20 represents the specific, discretized, outcome. In other words, we have discrete time points, 10 seconds, 20 seconds, 30 seconds, 40 seocnds, etc. that we have to wait before we meet someone in StatLand. Since we have a histogram, everyone we meet between 0 and 10 seconds is categorized as "someone we met in 10 seconds". Likewise, everyone we meet between 10 and 20 seconds is categorized as "someone we met in 20 seconds". etc.
@@statquest then it should be like = (10*0.4) + (20*(0.4+0.2)) + (30*(0.4+0.2+0.1)) and so on.. and that's because for x=10 , probability will be area under curve till 10 which is 0.4, and for x=20 probability will be area under curve till 20 which is 0.63(roughly equal to 0.6) ... Please correct me if I am wrong
Probability =( height*weight). Of rectangle How did you find that? Can you please explain how it indicates the probability? .. and also explain me that what is the value of "x" in continous random variables "mean"?
The area under the curve between two points represents the probability of something happening between those two points (see: 4:48). This is simply how probability distributions are defined. We can solve for that probability exactly using calculus (see: 4:49), or we can approximate it using rectangles (height * weight).
5 years later: if you watched this video hoping to learn exactly why we divide by n-1, you are one step closer to understanding this mystery, but not quite there yet.
THANK YOU for your great videos I just have a question, I think( I am not sure) that this data in this example follows Poisson distribution, not exponential!!!!! , am I right???
Poisson is discrete and models something very differently from what we are modeling here with an exponential distribution. For details, see: en.wikipedia.org/wiki/Poisson_distribution
Thanks for all of your videos they are great. I'm waching the full playlist "statistics fundamentals" and have to admit that since I understood all of the previous videos thanks to your great explanations I was lost on this one when you used integrals :/ I think it's the video that requires the more calculcus knowledge.

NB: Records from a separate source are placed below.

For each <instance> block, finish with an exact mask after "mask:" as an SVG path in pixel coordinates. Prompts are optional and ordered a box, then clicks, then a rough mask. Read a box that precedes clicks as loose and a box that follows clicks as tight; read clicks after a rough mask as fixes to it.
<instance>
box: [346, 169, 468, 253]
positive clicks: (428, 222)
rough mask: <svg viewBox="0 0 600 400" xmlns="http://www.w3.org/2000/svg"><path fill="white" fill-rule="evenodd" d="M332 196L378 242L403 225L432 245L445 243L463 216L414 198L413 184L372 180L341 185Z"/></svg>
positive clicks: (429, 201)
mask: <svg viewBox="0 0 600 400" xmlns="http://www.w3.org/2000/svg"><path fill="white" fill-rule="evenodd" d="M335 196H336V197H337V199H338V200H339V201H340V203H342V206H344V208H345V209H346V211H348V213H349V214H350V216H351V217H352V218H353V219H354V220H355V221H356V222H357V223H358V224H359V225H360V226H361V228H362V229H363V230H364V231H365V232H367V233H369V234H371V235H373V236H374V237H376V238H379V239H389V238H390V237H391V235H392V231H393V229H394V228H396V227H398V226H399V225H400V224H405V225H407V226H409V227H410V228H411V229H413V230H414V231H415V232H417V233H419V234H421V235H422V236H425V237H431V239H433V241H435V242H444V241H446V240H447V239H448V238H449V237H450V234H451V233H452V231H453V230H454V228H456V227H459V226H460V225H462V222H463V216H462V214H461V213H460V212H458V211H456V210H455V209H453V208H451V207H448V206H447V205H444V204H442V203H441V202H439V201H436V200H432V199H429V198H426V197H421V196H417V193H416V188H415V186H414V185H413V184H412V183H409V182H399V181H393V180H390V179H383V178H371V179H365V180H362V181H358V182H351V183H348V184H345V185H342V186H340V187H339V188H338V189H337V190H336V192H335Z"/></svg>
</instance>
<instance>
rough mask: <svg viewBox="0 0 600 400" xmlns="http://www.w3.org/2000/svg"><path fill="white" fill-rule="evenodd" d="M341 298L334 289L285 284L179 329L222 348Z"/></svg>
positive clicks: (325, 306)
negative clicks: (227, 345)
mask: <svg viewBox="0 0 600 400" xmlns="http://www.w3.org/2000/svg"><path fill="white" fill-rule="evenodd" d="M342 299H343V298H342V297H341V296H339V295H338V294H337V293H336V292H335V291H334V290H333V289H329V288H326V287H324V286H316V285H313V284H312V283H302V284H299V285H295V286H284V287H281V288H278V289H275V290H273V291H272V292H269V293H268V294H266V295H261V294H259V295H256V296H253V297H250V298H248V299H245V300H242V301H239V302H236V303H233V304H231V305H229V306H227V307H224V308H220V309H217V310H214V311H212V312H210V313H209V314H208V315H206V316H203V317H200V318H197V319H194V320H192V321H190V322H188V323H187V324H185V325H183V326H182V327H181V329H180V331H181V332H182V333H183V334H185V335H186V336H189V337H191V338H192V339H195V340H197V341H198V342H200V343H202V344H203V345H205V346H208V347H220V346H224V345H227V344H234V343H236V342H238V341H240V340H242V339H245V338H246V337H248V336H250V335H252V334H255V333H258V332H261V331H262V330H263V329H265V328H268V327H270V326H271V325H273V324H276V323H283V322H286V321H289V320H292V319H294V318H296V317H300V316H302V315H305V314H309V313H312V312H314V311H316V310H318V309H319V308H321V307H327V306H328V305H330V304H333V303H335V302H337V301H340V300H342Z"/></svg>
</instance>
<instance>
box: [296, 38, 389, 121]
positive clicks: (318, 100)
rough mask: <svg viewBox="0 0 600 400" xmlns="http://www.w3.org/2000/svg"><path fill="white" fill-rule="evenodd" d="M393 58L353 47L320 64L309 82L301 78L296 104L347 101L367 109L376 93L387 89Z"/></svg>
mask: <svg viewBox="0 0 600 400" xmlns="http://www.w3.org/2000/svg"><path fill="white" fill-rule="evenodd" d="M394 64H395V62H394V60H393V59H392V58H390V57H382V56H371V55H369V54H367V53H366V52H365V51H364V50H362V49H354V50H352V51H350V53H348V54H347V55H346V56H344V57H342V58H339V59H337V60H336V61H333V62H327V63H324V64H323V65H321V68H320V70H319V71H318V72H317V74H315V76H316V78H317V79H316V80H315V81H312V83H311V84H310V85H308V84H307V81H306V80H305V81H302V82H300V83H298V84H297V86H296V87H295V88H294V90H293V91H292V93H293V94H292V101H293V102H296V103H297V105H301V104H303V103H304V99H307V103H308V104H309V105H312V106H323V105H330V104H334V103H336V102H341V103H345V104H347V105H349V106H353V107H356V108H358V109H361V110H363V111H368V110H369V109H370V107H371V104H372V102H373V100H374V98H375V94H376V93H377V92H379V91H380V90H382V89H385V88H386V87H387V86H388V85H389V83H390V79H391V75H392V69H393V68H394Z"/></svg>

Dear Sir, could you do video on Linear Mixed models and GEE? Maybe you could create a separate donation target with threshold which you need to achieve to make one? It would be extremely useful. It is long waited and hard topic with a lot of contradictory info.
Dear Professor, I would like to ask you if you have a very good lecture note for this book, introduction to mathematical statistics Robert v. hogg, I am ready to pay for that, I like your methodology in presenting.
@@statquest Ok, I would like to take this chance again to ask you if possible to add topics about Bayesian statistics. Many thanks and I am still following you :)
When you approximate the expected value it is confusing that you add areas whose base is not the constant 10 interval. The areas of the rectangles should be in your example variable height given by the formula times 10 and not 10, 20, … Otherwise the rectangles are meaningless.
I'm sorry that was confusing to you. However, each rectangle has the same width (as you can see in the illustration). However, each rectangle represents a different specific outcome. So 10, and 20 are not different widths, but different outcomes. 10 is the outcome represented by the first rectangle (with width = 10) and 20 is the outcome represented by the second rectangle (also with width = 10).
@@statquest then it should be like = (10*0.4) + (20*(0.4+0.2)) + (30*(0.4+0.2+0.1)) and so on.. and that's because for x=10 , probability will be area under curve till 10 which is 0.4, and for x=20 probability will be area under curve till 20 which is 0.63(roughly equal to 0.6) ... Please correct me if I am wrong
@@priyankjain9970 No, it's (10*0.4) + (10 * 0.2) + (10 * 0.1) + (10 * 0.09) + ... etc. To approximate the area under the curve, we add up the area of each rectangle. The area of each rectangle is the width (10) times the height (0.4 for the first, 0.2 for the second, 0.1 for the third, etc.).
@@statquest Thanks for reply. Actually the height is 0.04 for first, 0.02 for second, 0.01 for third and so on ( as explained by you @8.29 in video). Therefore area of rectangle will be 0.4 for first, 0.2 for second, 0.1 for third and so on. My concern is following As you stated E(X) = Σ x * p(X=x) .. This means E(X) = 10*(probability till 10) + 20 * (probability till 20) + 30 * (probability till 30) and so on. Now probability till 10 means area under curve till 10 which is = 0.4 probability till 20 means area under curve till 20 which is = 0.6 (approx) probability till 30 means area under curve till 30 which is = 0.7 (approx) Therefore E(X) should be (as per my understanding) = 10*0.4 + 20*0.6 + 30*0.7 + .... Please help me to understand this
@@priyankjain9970 Sorry about the typos with the area vs height. That said, the probability of observing an event between 10 and 20 seconds is not the cumulative probability of observing an event between 0 and 10 or between 10 and 20. Your equations use the cumulative probabilities, which is not correct in this situation. To clarify, the expected value is "the probability of observing an event between 0 and 10 seconds times the outcome, 10 (this is just the label for the any event that occurs between 0 and 10 seconds) + the probability of observing an event between 10 and 20 times the outcome, 20 (again this is just the label for any event that occurs between 10 and 20) + the probability of observing an event between 20 and 30 seconds time the outcome 30 + ....